Também compreendo a frustração que alguns atores sentem com um certo determinismo que por vezes chega dos decisores europeus. Por exemplo, no que respeita à eleição de determinadas tecnologias em detrimento de outras. O caso dos automóveis é paradigmático: as regras aprovadas pela União Europeia, apontando para o fim em 2035 dos novos veículos com motores de combustão interna, orientam-nos quase exclusivamente para a opção da eletrificação, quando existem outras opções a considerar, tais como o recurso à nova geração de combustíveis renováveis.

Nem todos os deputados escolheram este rumo. O Partido Popular Europeu, família política na qual o PSD está inserido, sempre defendeu a neutralidade tecnológica. Infelizmente, não foi possível reunir os votos necessários para se avançar com essa solução mais equilibrada. São as regras da democracia, sendo que cabe aos eleitores escolherem quem querem que os represente e às ideias que defendem.

Mas também é importante sublinhar que toda a legislação que emana da União Europeia é o resultado de um longo processo de ponderação, negociação e decisão, envolvendo múltiplos protagonistas, e não o fruto das ideias de um qualquer grupo de eurocratas deslocados da realidade.

Mesmo antes de a Comissão Europeia fazer propostas legislativas, existe um período de consulta das diferentes partes interessadas e de aconselhamento com especialistas. Segue-se todo um processo negocial no Parlamento Europeu, no qual têm de ser conciliadas diferentes sensibilidades políticas, nacionais, regionais, setoriais, no qual são novamente todas as partes interessadas da sociedade e da economia. Finalmente, nas negociações com o Conselho, o Parlamento Europeu tem de se entender com os representantes dos diferentes Estados-Membros, os quais, querendo, podem bloquear o acordo. Ou seja: quando as “leis de Bruxelas” chegam aos países, já decorreu um longo processo.

Mas adotar não equivale a aplicar. Cabe à União Europeia no seu conjunto, mas também individualmente a cada Estado-Membro, criar as condições para que as reformas sejam bem-sucedidas. E é aqui que muitas vezes surgem as dificuldades nacionais.

Quando olhamos para os números da execução do Plano de Recuperação e Resiliência, cuja tónica era colocada sobretudo nas transições verde e digital, e constatamos os valores absolutamente medíocres dos apoios concedidos - e efetivamente pagos – em Portugal ao setor privado, nomeadamente à indústria, ou quando lemos que o Estado tem em dívida mais de 100 milhões de euros em apoios a associações e empresas ainda referentes ao Portugal 2020, é escusado olhar para Bruxelas em busca de explicações sobre o que está a correr mal.

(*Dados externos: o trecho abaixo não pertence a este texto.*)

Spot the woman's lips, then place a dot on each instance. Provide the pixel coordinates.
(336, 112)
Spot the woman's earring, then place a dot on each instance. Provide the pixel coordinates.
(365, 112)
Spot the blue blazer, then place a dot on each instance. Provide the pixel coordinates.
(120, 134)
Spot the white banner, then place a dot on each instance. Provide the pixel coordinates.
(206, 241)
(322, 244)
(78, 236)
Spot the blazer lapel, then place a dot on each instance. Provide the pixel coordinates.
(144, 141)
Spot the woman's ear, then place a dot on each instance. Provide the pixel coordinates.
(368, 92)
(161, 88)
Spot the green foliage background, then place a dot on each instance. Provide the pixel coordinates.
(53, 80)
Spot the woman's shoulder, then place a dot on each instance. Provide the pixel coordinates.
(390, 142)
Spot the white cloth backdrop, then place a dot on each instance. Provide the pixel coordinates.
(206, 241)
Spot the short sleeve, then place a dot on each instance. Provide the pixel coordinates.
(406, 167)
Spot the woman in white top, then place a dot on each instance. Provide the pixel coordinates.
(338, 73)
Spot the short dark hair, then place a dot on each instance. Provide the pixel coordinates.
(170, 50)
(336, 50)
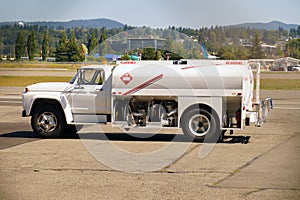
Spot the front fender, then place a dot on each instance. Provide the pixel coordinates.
(30, 100)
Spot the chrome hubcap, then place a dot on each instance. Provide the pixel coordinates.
(47, 122)
(199, 125)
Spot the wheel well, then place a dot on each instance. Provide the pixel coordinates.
(200, 106)
(45, 102)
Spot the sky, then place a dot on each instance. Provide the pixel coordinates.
(154, 13)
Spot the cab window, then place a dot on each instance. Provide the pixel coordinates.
(91, 77)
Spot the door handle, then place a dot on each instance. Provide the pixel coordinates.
(78, 87)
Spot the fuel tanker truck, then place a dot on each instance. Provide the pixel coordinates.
(203, 98)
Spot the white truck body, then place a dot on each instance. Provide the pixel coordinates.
(146, 94)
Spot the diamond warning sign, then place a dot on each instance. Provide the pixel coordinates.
(126, 78)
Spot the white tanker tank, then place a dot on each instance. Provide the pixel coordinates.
(224, 88)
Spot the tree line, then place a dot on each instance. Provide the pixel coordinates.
(71, 44)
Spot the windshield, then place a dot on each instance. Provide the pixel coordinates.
(74, 78)
(89, 77)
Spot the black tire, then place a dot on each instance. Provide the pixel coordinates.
(48, 121)
(201, 125)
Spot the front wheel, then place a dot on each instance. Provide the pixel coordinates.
(48, 121)
(201, 125)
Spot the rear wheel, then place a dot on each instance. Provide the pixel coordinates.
(48, 121)
(201, 124)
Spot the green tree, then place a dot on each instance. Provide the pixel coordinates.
(45, 46)
(20, 47)
(293, 47)
(92, 43)
(148, 54)
(256, 50)
(168, 44)
(31, 45)
(61, 50)
(74, 51)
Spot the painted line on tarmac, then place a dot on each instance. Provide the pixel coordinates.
(286, 108)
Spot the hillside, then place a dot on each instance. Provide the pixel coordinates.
(274, 25)
(87, 23)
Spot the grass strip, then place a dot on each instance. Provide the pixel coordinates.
(279, 84)
(40, 65)
(28, 80)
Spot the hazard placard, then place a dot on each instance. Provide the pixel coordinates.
(126, 78)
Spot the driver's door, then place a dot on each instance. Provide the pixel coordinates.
(88, 96)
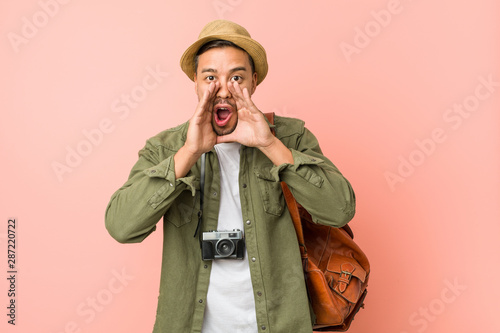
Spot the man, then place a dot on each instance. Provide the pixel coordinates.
(264, 291)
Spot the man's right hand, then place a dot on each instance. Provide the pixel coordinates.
(201, 137)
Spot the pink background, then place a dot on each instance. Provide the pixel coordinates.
(376, 81)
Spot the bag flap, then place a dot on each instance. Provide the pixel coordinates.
(337, 264)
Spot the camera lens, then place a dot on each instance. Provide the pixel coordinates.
(224, 247)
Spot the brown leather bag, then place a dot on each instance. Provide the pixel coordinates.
(336, 270)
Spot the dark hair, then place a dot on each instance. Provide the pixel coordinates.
(219, 43)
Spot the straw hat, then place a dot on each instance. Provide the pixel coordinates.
(230, 31)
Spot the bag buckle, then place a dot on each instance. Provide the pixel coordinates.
(346, 271)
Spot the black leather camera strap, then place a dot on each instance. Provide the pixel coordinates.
(202, 187)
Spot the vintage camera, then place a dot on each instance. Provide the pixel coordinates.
(222, 245)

A União Europeia está longe de ser um projeto perfeito. Mas continuo a acreditar que, sabendo os governos nacionais, mas também as suas empresas e setor privado em geral, aproveitar as oportunidades, é muito mais aquilo que nos proporciona do que o que nos exige. Veja-se o exemplo de algumas economias de Leste, que nos ultrapassaram recentemente. Veja-se também o caso de Portugal, sobretudo no final da década de 1980 e primeira metade da década de 1990.

Quando procuramos causas externas para os nossos problemas, arriscamo-nos a não os resolvermos.